The following key points are for you remember as you explore the chapters of this book as any new imaging platform, or any new imaging probe, should be examined under these critically important caveats or precepts:

  • Biomarkers assessed by imaging essentially fall into four categories: (1) predictive, (2) prognostic, (3) diagnostic, and (4) dosimetric.

  • Useful imaging targets or biomarkers need to be “causal”, i.e. they must be mechanistically related, plausible, and proximal to a disease endpoint to provide accurate, confirmatory, and supportive evidence of a therapeutic intervention’s efficacy.

  • Biomarkers exploited in imaging can represent biochemical/anatomical/pathological process(es) or be representative specific pharmacological response(s) to therapeutic intervention.

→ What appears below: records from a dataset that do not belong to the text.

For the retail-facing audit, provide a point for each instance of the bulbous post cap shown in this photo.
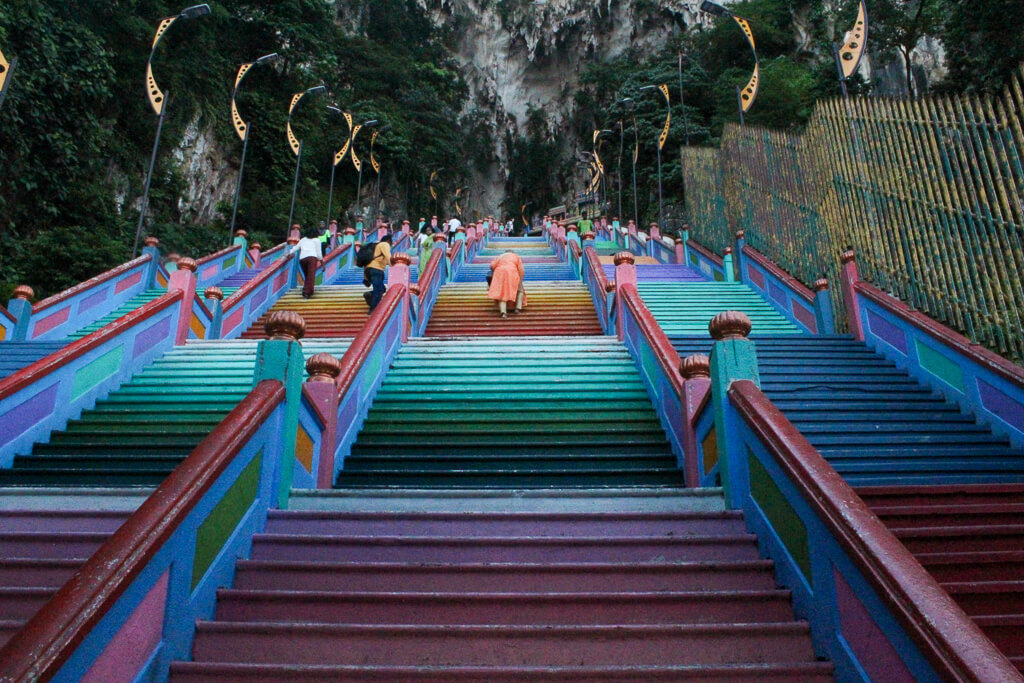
(730, 325)
(285, 326)
(694, 367)
(324, 369)
(624, 257)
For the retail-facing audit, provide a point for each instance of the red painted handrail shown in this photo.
(216, 255)
(979, 354)
(952, 642)
(49, 638)
(596, 269)
(707, 253)
(246, 289)
(89, 284)
(430, 272)
(666, 353)
(359, 350)
(53, 361)
(779, 273)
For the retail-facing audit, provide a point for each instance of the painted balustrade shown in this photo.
(338, 395)
(131, 609)
(65, 313)
(43, 396)
(979, 380)
(873, 610)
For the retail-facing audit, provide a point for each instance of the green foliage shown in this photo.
(77, 130)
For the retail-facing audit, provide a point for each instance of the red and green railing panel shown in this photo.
(978, 380)
(338, 396)
(44, 395)
(72, 309)
(132, 607)
(873, 610)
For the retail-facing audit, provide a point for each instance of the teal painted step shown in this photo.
(125, 308)
(138, 434)
(512, 413)
(687, 308)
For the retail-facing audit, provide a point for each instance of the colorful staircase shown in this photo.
(687, 308)
(334, 311)
(640, 587)
(551, 412)
(140, 432)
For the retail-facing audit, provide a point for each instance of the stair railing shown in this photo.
(44, 395)
(870, 605)
(131, 608)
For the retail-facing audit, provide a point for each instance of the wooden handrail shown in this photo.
(89, 284)
(48, 639)
(950, 640)
(666, 353)
(244, 291)
(43, 367)
(360, 347)
(979, 354)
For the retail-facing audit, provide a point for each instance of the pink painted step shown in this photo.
(255, 574)
(500, 645)
(814, 672)
(507, 549)
(469, 524)
(512, 608)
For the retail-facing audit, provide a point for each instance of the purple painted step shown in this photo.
(648, 272)
(813, 672)
(453, 595)
(39, 552)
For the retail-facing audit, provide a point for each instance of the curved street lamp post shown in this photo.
(242, 127)
(158, 99)
(297, 144)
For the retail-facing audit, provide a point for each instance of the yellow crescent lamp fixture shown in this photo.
(749, 93)
(6, 70)
(663, 136)
(158, 99)
(242, 128)
(296, 143)
(358, 163)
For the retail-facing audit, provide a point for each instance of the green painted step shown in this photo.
(125, 308)
(686, 308)
(519, 413)
(138, 434)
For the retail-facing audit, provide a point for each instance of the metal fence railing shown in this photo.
(929, 193)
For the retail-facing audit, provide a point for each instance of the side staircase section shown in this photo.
(674, 593)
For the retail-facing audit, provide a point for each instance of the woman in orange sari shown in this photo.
(506, 285)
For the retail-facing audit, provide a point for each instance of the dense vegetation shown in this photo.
(76, 130)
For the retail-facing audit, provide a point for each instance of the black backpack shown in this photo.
(366, 254)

  • Biomarkers can serve as surrogate markers or replace a conventional clinical endpoint for efficacy and/or toxicity if the linkage is validated and the relation defensible.

  • Biomarkers can accelerate drug development and decision making if used appropriately in the right models, species, and under the appropriate-controlled conditions.

  • Biomarkers can provide a mechanistic bridge between preclinical study outcomes and clinical trial results.

  • From a regulatory perspective, biomarker development must be validated prior to utilization in a proposed drug development plan.

  • The Prentice criteria (Prentice 1989; Fleming and DeMets 1995; Campbell 2006), a unifying statistical approach for surrogate marker validation must be satisfied (Wagner et al. 2006), that is, a surrogate for a true endpoint must yield a valid test of the null hypothesis of no association between treatment and the true response. This criterion essentially requires the surrogate variable to “capture” any relationship between the treatment and the true endpoint.

  • It is becoming clear that future clinical endpoints will not be univariate (single outcomes or single biomarker reads) but rather composite endpoints and a multivariate approach.

  • Clinical medicine needs better ways to measure individual responses in pivotal clinical trials rather than simple mean analysis, perhaps using biomarker probes will be beneficial.

  • Biomarker use in medical practice may help create individualized, i.e. personalized, medicine, and the regulatory process is a critical consideration (Woodcock 1997).

  • Imaging is such a diverse technique to measure biomarkers. Physical properties, metabolism, pharmacokinetic and pharmacodynamic responses, and physiologic status can all be measured now with high resolution, minimal intervention, and high predictive clinical value.

  • Lastly, nonclinical and clinical imaging platform may not, and are likely to not, provide equivalent outcomes. One must consider the “imaging equivalence” across species in drug and biologic development is a measure of the imaging physics, the product and probe chemistry, and the species translational fidelity.